Vincent Brome was an English editor and journalist, who gradually established himself as a man of letters. He was a respected and prolific author of novels, plays, radio and television scripts, and articles, but he was best known for his biographies.
Background
Vincent Brome was born on the 14th of July, 1910 in London, United Kingdom, the youngest of five children. He had a difficult relationship with his parents. His puritanical father, a former naval officer, was head of the legal department in a canning company.
Education
Vincent Brome was educated at Streatham Grammar School and Elleston School. During school years his greatest achievement was an adventure story for the school magazine: two instalments of The Sign Of The Golden Cross were published but his teacher did not believe that Vincent could have written the story himself and accused him of plagiarism.
Career
Brome’s first job, at 15, was in a tea-broker's office in the City. He soon abandoned that uncongenial world, and home, for Bloomsbury, where he remained for the rest of his life. From a room in Bernard Street, off Russell Square, he began his writing life. His diary paragraphs began to appear in newspapers, while his short stories were finally accepted by Harry Leggett, editor of Twenty Story magazine. In 1936 Vincent's first book was published, an anthology called My Favourite Quotation.
However, fiction did not bring in a great deal of income, so he wrote articles for various newspapers and magazines, was a feature writer for the London Daily Chronicle in the early 1930s, and took editorial jobs, including as an assistant editor for Medical World in the middle 1940s and as editor of Menu. During the early 1940s he also wrote feature articles for England's Ministry of Information. He was a drama critic for the Listener in 1961-62.
During the second world war, he worked for the ministry of information after being rejected as unfit for active duty. After the war, while moving in leftwing circles, Vincent worked for Michael Young (later Lord Young of Dartington) in the publications and research department of the Labour party at Transport House.

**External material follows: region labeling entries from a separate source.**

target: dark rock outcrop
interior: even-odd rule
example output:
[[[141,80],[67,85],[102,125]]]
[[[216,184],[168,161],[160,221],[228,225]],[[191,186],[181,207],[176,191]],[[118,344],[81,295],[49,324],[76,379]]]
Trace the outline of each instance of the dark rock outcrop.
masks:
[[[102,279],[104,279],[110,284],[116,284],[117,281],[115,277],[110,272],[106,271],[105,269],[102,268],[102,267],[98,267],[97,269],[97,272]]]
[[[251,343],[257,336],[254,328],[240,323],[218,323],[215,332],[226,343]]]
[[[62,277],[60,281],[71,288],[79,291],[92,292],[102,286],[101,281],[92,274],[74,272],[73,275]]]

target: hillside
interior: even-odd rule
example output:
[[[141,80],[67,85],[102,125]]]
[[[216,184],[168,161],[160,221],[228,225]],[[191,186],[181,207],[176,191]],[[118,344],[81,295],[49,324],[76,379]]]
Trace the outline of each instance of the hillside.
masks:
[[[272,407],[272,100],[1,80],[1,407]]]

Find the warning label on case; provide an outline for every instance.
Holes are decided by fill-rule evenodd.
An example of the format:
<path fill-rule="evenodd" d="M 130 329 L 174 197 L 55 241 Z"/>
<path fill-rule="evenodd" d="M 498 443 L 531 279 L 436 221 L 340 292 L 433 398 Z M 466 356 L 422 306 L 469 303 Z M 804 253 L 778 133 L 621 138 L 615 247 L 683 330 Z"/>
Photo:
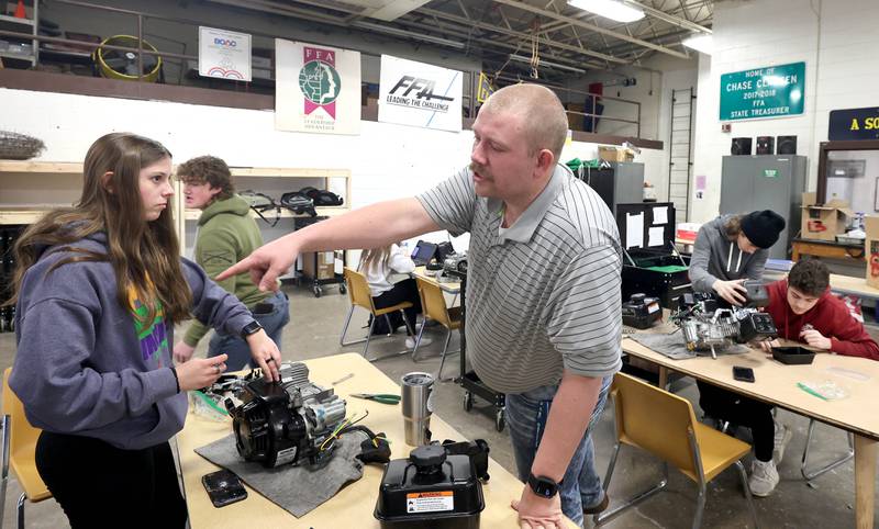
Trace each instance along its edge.
<path fill-rule="evenodd" d="M 455 510 L 455 496 L 452 491 L 405 495 L 407 513 L 436 513 L 438 510 Z"/>

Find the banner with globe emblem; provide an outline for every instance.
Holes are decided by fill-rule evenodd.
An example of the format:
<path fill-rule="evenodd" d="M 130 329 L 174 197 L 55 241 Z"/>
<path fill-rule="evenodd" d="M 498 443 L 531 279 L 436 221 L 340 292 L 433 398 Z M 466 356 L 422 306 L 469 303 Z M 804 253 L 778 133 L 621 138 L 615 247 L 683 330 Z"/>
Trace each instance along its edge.
<path fill-rule="evenodd" d="M 360 134 L 360 54 L 275 40 L 275 128 Z"/>

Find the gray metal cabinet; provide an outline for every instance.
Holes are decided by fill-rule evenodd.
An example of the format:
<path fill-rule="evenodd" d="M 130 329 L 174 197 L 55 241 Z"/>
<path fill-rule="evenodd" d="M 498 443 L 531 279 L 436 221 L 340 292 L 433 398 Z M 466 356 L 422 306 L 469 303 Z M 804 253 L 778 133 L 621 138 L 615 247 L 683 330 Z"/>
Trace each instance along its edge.
<path fill-rule="evenodd" d="M 787 227 L 769 249 L 770 259 L 787 259 L 790 239 L 800 230 L 806 157 L 794 155 L 724 156 L 721 215 L 772 210 Z"/>
<path fill-rule="evenodd" d="M 644 202 L 644 164 L 614 161 L 610 166 L 602 169 L 585 168 L 581 178 L 615 215 L 616 204 Z"/>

By the late 1940s and early 1950s Brome was enjoying success as a biographer, writing such books as Clement Attlee in 1949, H. G. Wells in 1951, and Aneurin Bevan: A Biography in 1953. He wrote about Freud in 1967 and Jung in 1978, Frank Harris in 1959 and Havelock Ellis in 1981.
Setting up an office in the North Library of the British Museum, he would spend much of his life there, producing over three dozen novels and many other books besides. His first novel “The Last Surrender” was written in 1954, followed by “Sometimes At Night” in 1959. Among his novels are “Acquaintance With Grief” in 1961, “Revolution” in 1969, “The Surgeon” in 1967, “The Embassy” in 1972, the last two were international bestsellers.
Vincent also wrote plays, such as “Men at Large” in 1967, which was produced in Edinburgh, and released a variety of nonfiction, including “The International Brigades: Spain, 1936-39” in 1965 and “Reverse Your Verdict: A Collection of Private Prosecutions” in 1971.
Membership
Brome was a member of British Library Advisory Committee from 1975 until 1982. He was a member of the Savile Club, where on Tuesday evenings he would join with friends in ferocious discussions and arguments on literary and scientific matters.
Personality
Quotes from others about the person
"Biographer Vincent Brome has been working in the museum almost daily for more than half a century, and he still looks as though he's just about to be 60: the museum air must have preserved him". - Margaret Drabble (writing a farewell in the Guardian to the old reading room).
Connections
Vincent never married, but practised what he called serial monogamy, forming deep relationships with women, some of whom lived with him.